DBConnector.java:1193 entspricht der Zeile: int beId =  tempResultb1.getInt("beId");

Wenn ich die SQL-Statements ausgebe bekomme ich eine valid sql abfrabe sammt gefüllten ergebnissen nach der Semantik des Programms!
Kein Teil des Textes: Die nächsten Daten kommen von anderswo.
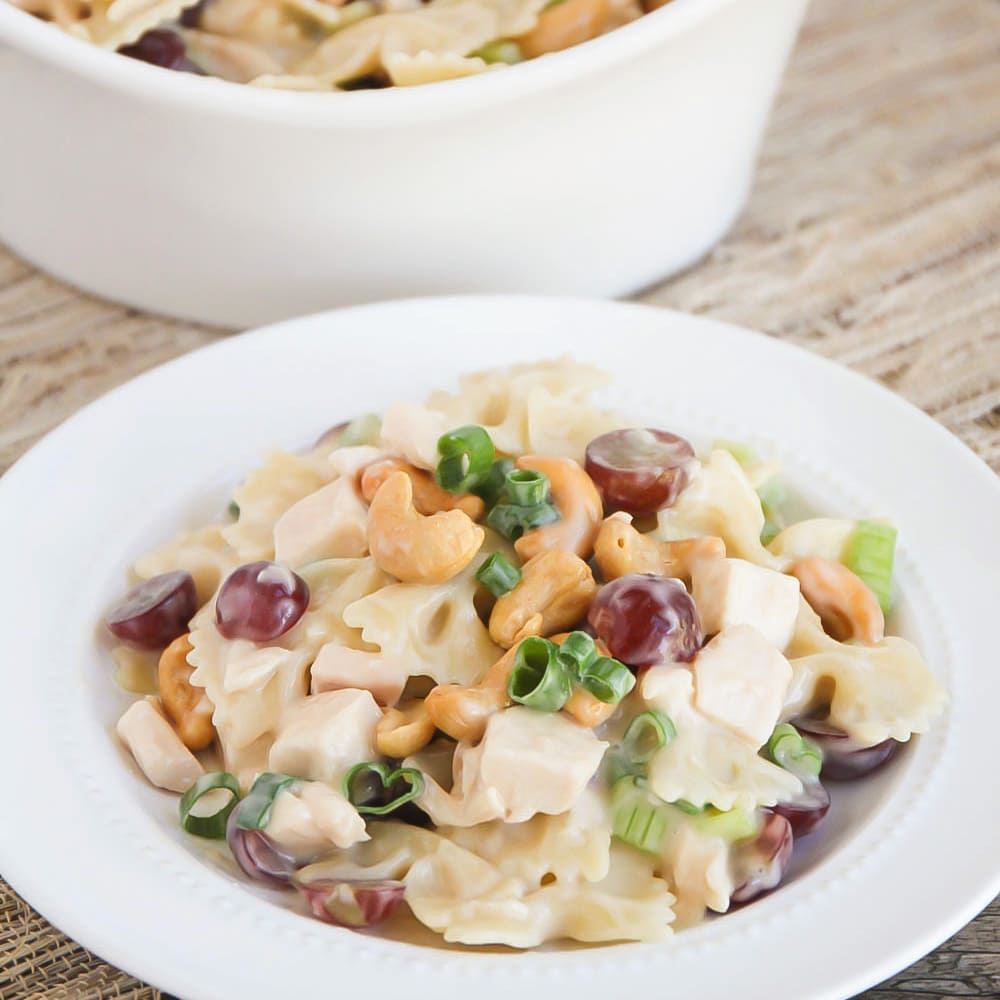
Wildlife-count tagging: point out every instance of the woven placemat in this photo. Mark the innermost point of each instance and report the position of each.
(873, 237)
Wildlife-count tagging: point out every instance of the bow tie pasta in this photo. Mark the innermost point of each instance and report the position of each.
(498, 665)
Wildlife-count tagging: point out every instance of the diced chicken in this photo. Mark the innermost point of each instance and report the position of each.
(157, 749)
(325, 734)
(741, 681)
(735, 592)
(412, 431)
(349, 462)
(331, 523)
(312, 819)
(528, 762)
(337, 667)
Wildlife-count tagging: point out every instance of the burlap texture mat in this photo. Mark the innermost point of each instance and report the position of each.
(872, 237)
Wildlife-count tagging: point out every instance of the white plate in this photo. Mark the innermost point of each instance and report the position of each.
(907, 859)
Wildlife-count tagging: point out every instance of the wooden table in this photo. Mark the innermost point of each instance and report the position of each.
(873, 236)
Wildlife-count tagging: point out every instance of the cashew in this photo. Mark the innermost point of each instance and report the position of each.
(428, 497)
(414, 548)
(847, 608)
(554, 593)
(576, 497)
(404, 730)
(188, 708)
(462, 712)
(619, 550)
(565, 24)
(587, 709)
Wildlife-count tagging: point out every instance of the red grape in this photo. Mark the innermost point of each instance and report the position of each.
(807, 809)
(257, 855)
(155, 612)
(843, 759)
(645, 619)
(260, 601)
(348, 903)
(760, 864)
(637, 469)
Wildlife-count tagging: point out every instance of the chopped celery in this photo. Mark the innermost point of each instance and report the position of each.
(730, 826)
(870, 555)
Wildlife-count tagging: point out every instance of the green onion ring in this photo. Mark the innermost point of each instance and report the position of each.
(538, 680)
(211, 827)
(608, 680)
(647, 734)
(255, 810)
(526, 487)
(388, 778)
(498, 576)
(466, 456)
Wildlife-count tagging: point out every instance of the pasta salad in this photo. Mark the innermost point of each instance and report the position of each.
(336, 45)
(505, 662)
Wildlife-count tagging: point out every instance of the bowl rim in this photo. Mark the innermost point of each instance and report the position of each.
(49, 44)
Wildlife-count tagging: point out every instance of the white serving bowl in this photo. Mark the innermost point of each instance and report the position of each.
(596, 170)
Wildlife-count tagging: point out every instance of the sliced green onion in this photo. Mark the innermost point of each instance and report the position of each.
(608, 680)
(212, 827)
(355, 779)
(647, 734)
(743, 453)
(497, 575)
(362, 430)
(577, 653)
(492, 485)
(687, 807)
(635, 819)
(789, 749)
(732, 825)
(466, 456)
(870, 555)
(526, 487)
(255, 810)
(512, 521)
(538, 679)
(502, 50)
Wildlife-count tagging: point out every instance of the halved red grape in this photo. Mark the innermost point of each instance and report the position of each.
(639, 469)
(760, 864)
(260, 601)
(843, 758)
(346, 903)
(258, 856)
(807, 809)
(645, 619)
(155, 612)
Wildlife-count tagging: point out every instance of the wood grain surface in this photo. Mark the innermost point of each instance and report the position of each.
(872, 236)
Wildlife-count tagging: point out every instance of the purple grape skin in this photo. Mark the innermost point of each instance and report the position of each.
(843, 759)
(807, 810)
(258, 856)
(251, 607)
(155, 612)
(645, 619)
(631, 475)
(762, 862)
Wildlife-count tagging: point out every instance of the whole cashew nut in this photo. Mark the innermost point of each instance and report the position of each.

Mir ist aufgefallen das diese Exception abhängig von der Datenbank ist. Wähle ich eine andere Datei die aber gleich aufgebaut ist, funzt es :-(

Dank für jeglich Hilfe!


----------



## tuxedo (15. Aug 2007)

Bist du dir sicher dass die verwendete mdb nicht "corrupt" ist? "invalid cursor state" sieht für mich irgendwie danach aus, also ob der Zeiger auf eine Zeile im ResultSet eine ungültige Position angibt.

- Alex


----------



## Guest (15. Aug 2007)

Hi, kann ich nicht sagen!

Ich denke des könnte sein das die mdb defekt ist!
Wie kann ich das prüfen, in Access lässt sie sich ohne probs öffnen?

(danke)


----------



## tuxedo (15. Aug 2007)

Kein Plan. Hast du <hier deine preferierte Suchmaschine einsetzen> schon befragt?


----------



## Guest (20. Aug 2007)

hm, die Datei ist ok ich kann sie in access öffnen und reparieren lassen, aber es ändert sich nix! Immernoch Probs mit der DB. :-( ?


----------



## ms (20. Aug 2007)

livedevel hat gesagt.:
			
		

> Mir ist aufgefallen das diese Exception abhängig von der Datenbank ist. Wähle ich eine andere Datei die aber gleich aufgebaut ist, funzt es :-(



Hat diese andere Datenbank auch Daten oder nur die Struktur?


----------



## Guest (20. Aug 2007)

Sie hat Tabellen die teilgefüllt sind.

Ich hatte auch einmal die SQL-Anweisungen ausgegeben und über Access ausgeführ. Dabei wurden keine leeren Ergebnisse zurückgegeben!


----------



## tuxedo (20. Aug 2007)

Such bei bei google nach dem Fehler. Da stößt du unweigerlich auf's SUN-Forum. Da haben einige das gleiche Problem. Vielleicht findest du da die Lösung.

- Alex


----------



## Guest (20. Aug 2007)

jo werd ich machen 

vielen dank vielen dank vielen dank


----------



## tuxedo (20. Aug 2007)

Naja, statt 3mal "vielen dank" zu posten, hättest du lieber gleich <deine preferierte Suchmaschine" Fragen können. Weil ich hab ja auch nix anderes getan. Komm mir gerade vor wie so ne Art Informationsproxy...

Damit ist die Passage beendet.